Editor : Maulana Kawit
KASONGAN – Bupati Katingan Sakariyas, membuka secara resmi pelaksanaan pertemuan teknis penyuluhan pertanian dan perikanan Kabupaten Katingan, di aula Badan Pengelolaan Keuangan dan Aset Daerah (BPKAD) Kabupaten Katingan, Senin (8/4/2019)
Dari hasil pertemuan teknis penyuluhan tersebut, Ia berharap kepada penyuluh pertanian dan perikanan yang terbagi di 13 wilayah kecamatan dapat menghasilkan keluaran berupa persepsi dan gerak langkah yang sama dalam membangun pertanian dan perikanan yang benar-benar terpadu dari seluruh komponen atau sektor bidang yang mendukung pembangunan.
“Lalu, diharapkan masing-masing PPL dapat mengkaderkan pemuda tani 3-5 orang setiap tahun, sehingga terjamin keberlanjutan pembangunan pertanian di kelompok-kelompok tani dan pedesaan umumnya,” terang Sakariyas.
Hal itu sesuai dengan visi Katingan Bermartabat, ada tujuh misi dan dari ketujuh misi itu yang berkaitan dengan sektor pertanian dalam arti luas adalah misi kedua, yakni meningkatkan perekonomian yang berdaya saing dan kemandirian pangan.
“Maka, dalam rangka mewujudkan misi ini keberadaan tenaga penyuluh sangat penting didalam keberhasilan pembangunan pertanian,” katanya.
Karena setiap penyuluh dituntut untuk senantiasa memperbaharui dan meningkatkan ilmu pengetahuan, seiring dengan paradigma masyarakat yang senantiasa berubah mengikuti kemajuan peradaban.
Lebih jauh dirinya menjelaskan, salah satu upaya peningkatakan itu dilaksanakan kegiatan penyuluhan menjadi prioritas dan program serta kegiatan maupun dari segi pendanaannya.

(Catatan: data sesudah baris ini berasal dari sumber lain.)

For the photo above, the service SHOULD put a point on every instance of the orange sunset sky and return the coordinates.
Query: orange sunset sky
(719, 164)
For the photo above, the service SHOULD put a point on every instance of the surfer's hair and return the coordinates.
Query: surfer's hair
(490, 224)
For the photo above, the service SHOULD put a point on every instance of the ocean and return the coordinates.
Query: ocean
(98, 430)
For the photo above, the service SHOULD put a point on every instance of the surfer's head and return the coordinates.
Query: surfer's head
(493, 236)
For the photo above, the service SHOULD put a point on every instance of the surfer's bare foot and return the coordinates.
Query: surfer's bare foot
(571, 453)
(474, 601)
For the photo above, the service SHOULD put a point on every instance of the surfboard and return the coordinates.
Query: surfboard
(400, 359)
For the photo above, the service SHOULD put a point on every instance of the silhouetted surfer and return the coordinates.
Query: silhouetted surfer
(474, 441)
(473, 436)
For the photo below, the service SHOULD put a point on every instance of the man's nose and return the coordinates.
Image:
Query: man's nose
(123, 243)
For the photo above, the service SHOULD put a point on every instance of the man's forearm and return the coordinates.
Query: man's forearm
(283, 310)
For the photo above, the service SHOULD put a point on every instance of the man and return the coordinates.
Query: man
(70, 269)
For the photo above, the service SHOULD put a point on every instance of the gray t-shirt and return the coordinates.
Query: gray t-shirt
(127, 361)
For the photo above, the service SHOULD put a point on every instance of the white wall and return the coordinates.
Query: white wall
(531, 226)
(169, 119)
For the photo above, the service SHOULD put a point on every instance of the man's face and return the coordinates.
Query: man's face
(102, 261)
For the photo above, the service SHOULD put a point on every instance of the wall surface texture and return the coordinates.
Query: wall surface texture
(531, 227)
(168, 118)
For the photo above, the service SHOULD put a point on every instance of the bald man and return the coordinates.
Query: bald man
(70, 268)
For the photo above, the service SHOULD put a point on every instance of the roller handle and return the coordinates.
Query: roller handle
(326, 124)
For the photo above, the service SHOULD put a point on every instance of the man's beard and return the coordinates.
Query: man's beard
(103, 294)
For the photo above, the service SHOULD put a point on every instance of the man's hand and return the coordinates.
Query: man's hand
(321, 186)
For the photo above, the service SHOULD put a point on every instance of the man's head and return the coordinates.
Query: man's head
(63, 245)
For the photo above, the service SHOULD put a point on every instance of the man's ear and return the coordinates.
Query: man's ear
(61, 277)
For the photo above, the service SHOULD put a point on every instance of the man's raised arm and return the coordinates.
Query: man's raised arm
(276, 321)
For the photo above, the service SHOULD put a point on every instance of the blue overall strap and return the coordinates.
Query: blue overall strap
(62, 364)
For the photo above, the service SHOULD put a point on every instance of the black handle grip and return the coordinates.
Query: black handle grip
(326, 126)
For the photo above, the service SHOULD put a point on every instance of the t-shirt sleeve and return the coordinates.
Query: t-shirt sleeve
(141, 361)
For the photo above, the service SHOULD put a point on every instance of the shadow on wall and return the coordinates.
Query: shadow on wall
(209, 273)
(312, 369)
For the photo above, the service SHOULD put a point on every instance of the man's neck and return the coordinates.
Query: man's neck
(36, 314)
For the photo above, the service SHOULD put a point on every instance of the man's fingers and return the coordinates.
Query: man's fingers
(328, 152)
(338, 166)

Penyuluh adalah garda terdepan aparatur pemerintah sebagai pelayan masyarakat di bidang pertanian harus bisa sebagai inisiator, motivator dan fasilitator dalam mengerakan pembangunan pertanian di wilayah kerja/desa binaannya.
“Saya menyambut baik dengan diselenggarakannya pertemuan teknis penyuluhan dengan harapan, pertemuan ini dapat dijadikan sebagai wadah konsulidasi, penyamaan persepsi, saling tukar informasi, koodinasi dan sekaligus sebagai wadah silaturahmi, baik antara penyuluh maupun instansi terkait. Sehingga dapat menjadi acuan untuk penyuluh dalam pembangunan pertanian dan perikanan kedepan yang penuh dengan tantangan,” ujarnya.
Maka, untuk menjawa tantangan pembangunan pertanian dan perikanan ini telah didukung oleh payung hukum, yakni undang-undang nomor 16 tahun 2016 tentang sistem penyuluhan pertanian dan perikanan.
“Sistem pertanian dan perikanan merupakan proses pembelajaran bagi pelaku utama agar mau dan mampu menolong dan mengorganisasikan dirinya dalam mengakses informasi, teknologi, permodalan pendapatan dan kesejahteraannya serta meningkatkan kesadaran dalam pelestarian fungsi lingkungan hidup,” pungkasnya.